Mallow made a weary gesture. “Why do you tell these falsehoods?” he said with scorn. “Juliet entered the cottage by means of her latch-key. She found Miss Loach dead and the knife on the floor. You dropped it there. She came out and saw a man of my height — which you are, and of my appearance (you are not unlike me at a distance) climbing the wall into the park. He had on alight overcoat — my overcoat. Juliet thought I was the man. I did not say no. But the moment she mentioned the coat I knew it was you. You borrowed the coat from me, and returned it the other day. Now then —”

“Stop! stop!” cried Basil, rising with pale lips and shaking hands, “I admit that I went to Rexton on that night, but I swear I am innocent.”

“Pah!” cried Mallow, thinking this was another lie, and a weak one too.

Basil seized him by the arm. “Mallow, I swear by all that I hold most sacred that I did not kill Aunt Selina. I own I took the knife. I wished to frighten her into giving me money. I left the theatre in order to go to Rexton. I thought I might be spotted if I came by the lane. I climbed the wall of the park on the other side after nine, some time after nine. I was crossing when a man chased me.
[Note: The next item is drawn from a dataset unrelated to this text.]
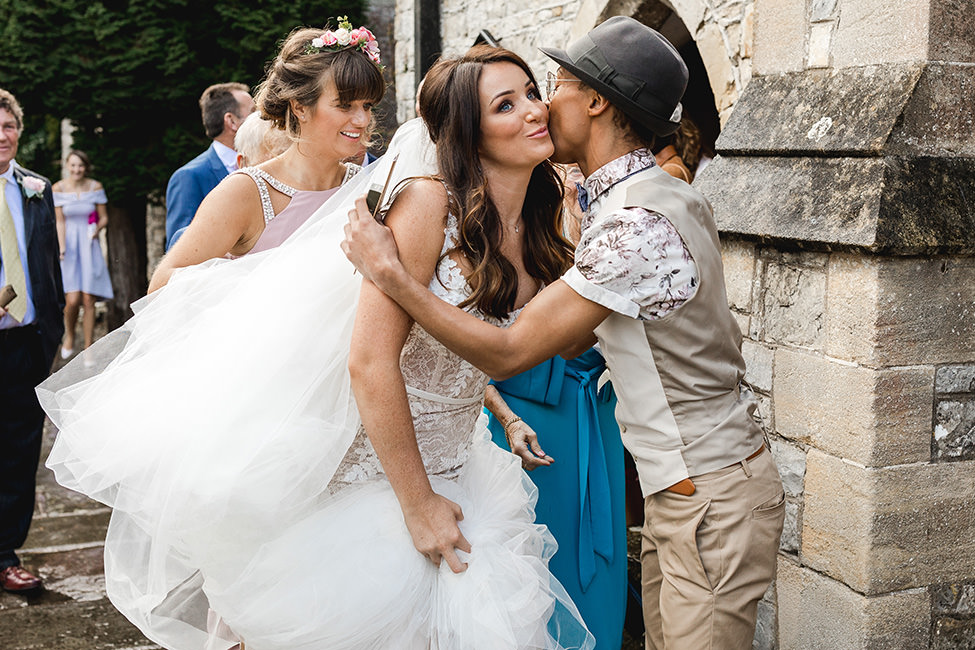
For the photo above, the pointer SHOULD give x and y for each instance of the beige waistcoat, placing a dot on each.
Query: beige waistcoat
(680, 410)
I don’t know who it was. I could not see in the bushes, and the night was rather dark at the moment, though clear later. I dropped the knife, it fell out of my pocket, and I scrambled over the wall and bolted.”

“Then how did Juliet see you shortly before eleven?”

“I came back for the knife. I thought it might be traced to you and that you might get into trouble. Really I did,” said Basil, seeing Mallow make a gesture of dissent. “I came back by the railway path, and along by the corn. Where Juliet could have been, I don’t know. I climbed the wall and crossed the park. I could not find the knife where I thought I had dropped it, near the house. I then climbed the opposite wall and got away home. Next day I heard of the death and went down to look for the knife again. I never thought she had been killed with that knife, as no weapon was found. Juliet said nothing to me about the matter —”

“No. Because she thought the knife was mine, as it is, and that I was the man who climbed the wall. I was on the spot. I remember telling you that, when we met in the street, and you were afraid. I see now why you asked me if I had been in the park at night.”

“I thought you might have spotted me. When were you there?”

“About twenty minutes past ten.”

“Well, then, I was there at ten or a few minutes later. I got away from the man who chased me some time before you came. It was, as you say, at a quarter to eleven when I came back, and by that time I suppose you had gone.”

“I went over the opposite wall as you did,” said Cuthbert, “we must have run each other very close.”

“I expect we were in different parts of the park,” said Basil, “but I swear that I am telling you the truth. I said nothing about this, as I was afraid of being arrested. But, if you like, I’ll tell that detective Jennings what I told you. He will help me.”

“My advice to you is to hold your tongue and keep silent.”

“But if I am traced?” stammered Basil.

“I shall say nothing,” said Mallow, “and Jennings has dropped the case. I shall get the check from Hale, and you must go abroad. I believe you are innocent.”

“Oh, thank you — thank you —”

“But you are a scoundrel for all that. When I get you sent abroad and marry your sister, neither she nor I will have anything to do with you. And if you come back to England, look out.”